Wednesday, October 18, 2006

Luka Buana

Kota ini dipenuhi dengan bintang-bintangnya sendiri, yang justru bercahaya lebih terang daripada permata-permata yang bertaburan di hamparan langit hitam kelam di malam ini. Bahkan sang candra yang menampakkan seluruh wajah dan mukanya tanpa malu-malu pun seolah telah tertutup oleh kabut yang membuatnya tidak seceria abad-abad yang lalu.
Tidak jauh dari situ, persisnya di hamparan bumi, orang-orang mulai bergerak untuk kembali masuk ke dalam peraduan mereka yang nyaman dan hangat, tinggalkan udara dingin yang membelai sumsum mereka dengan sangat keras. Suara-suara mulai berkurang, tinggalkan semua sudut kota di dalam kesunyian yang terbalut oleh kilauan lampu-lampu kota.
Sunyi, hanya sesekali terdengar suara mesin kendaraan yang lewat di jalan besar itu. Yang ada hanyalah suara perlahan desingan nyala lampu yang senantiasa terlupakan dan tidak pernah terperhatikan. Sosok-sosok gelap mulai mengambil alih kota itu, menguasainya di dalam kerajaan malam yang hening dan meditatif.
Dari tengah pelukan malam itu, terdengar sebuah langkah kecil dari seorang wanita muda yang memeluk dirinya sendiri. Sepanjang jalannya, yang ada hanyalah sosok-sosok tubuh orang yang tidur di emperan toko, mencoba mencari sepercik kehangatan di balik penutup tubuh mereka yang seadanya. Sesekali terdorong oleh rasa penasaran akan suara gema langkah kakinya sendiri, ia menoleh untuk melihat siapakah yang berjalan di belakangnya. Dan yang didapatinya hanyalah sepi yang meraja.
Ia menghela nafasnya lega dan berbisik dengan suara lirih, “Wajah kotaku di malam hari..... Beda.....”
Sesosok asap tipis yang mengepul dari ujung jalan itu menarik perhatiannya. Dengan tangan mengencangkan jaket yang dipakainya, ia segera menuju ke arah itu, berharap menemukan teman untuk malam ini.
Benar, di sana ia menemukan seorang lelaki yang sedang menikmati rokoknya. Terjaga dan sadar di tengah gelapnya malam, yang berada di antara tubuh manusia yang tertidur di sekitarnya.

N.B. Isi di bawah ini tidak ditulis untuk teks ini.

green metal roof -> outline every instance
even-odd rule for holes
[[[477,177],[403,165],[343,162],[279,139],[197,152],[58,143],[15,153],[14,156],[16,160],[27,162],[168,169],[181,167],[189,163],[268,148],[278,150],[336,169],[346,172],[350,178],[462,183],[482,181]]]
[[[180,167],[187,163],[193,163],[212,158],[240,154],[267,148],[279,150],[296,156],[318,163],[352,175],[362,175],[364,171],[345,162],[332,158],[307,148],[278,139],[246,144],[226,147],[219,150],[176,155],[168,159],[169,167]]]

“Malam, mas!” sapa wanita itu memberanikan diri.
Ia menoleh ke arah wanita itu, meneliti dan mengamati keseluruhan sosok itu, kemudian membuang pandangannya, meneruskan rokok yang sedang dihisapnya.
“Boleh saya duduk di sini?”
Ia kembali mengacuhkannya.
Wanita itu membungkukkan badannya dan mengambil tempat di samping si lelaki.
Lelaki itu tidak menoleh ke arahnya, malah semakin asyik memainkan asap rokoknya dengan pandangan menerawang ke arah langit.
“Mas anak kos?”
Diam, berpadu dengan kesunyian sang penguasa gulita.
“Sudah lama nongkrong di tempat ini?”
Asap tipis itu tetap bergulung di udara, membentuk gambaran-gambaran luwes yang indah, bagaikan patung-patung yang dipahat dari kaca buram, dengan segala lekukannya yang mempesona. Ia bergerak bagaikan seekor ular lincah yang meliuk-liuk, mencoba untuk membuat sebuah seni temporer yang sangat indah.
Wanita itu menoleh dan tidak melepaskan pandangan darinya. Sementara, si lelaki tetap berada di dalam dunianya sendiri.
“Saya Ila,” ucap wanita itu.
Ia tidak mendengarkan.
“Mas siapa?”
“Pulanglah!” bentak si lelaki. Matanya tetap terfokus pada gelapnya malam yang diiringi suara lembut sang bulan yang menari di balik kelambu tebal dan deik lampu jalanan.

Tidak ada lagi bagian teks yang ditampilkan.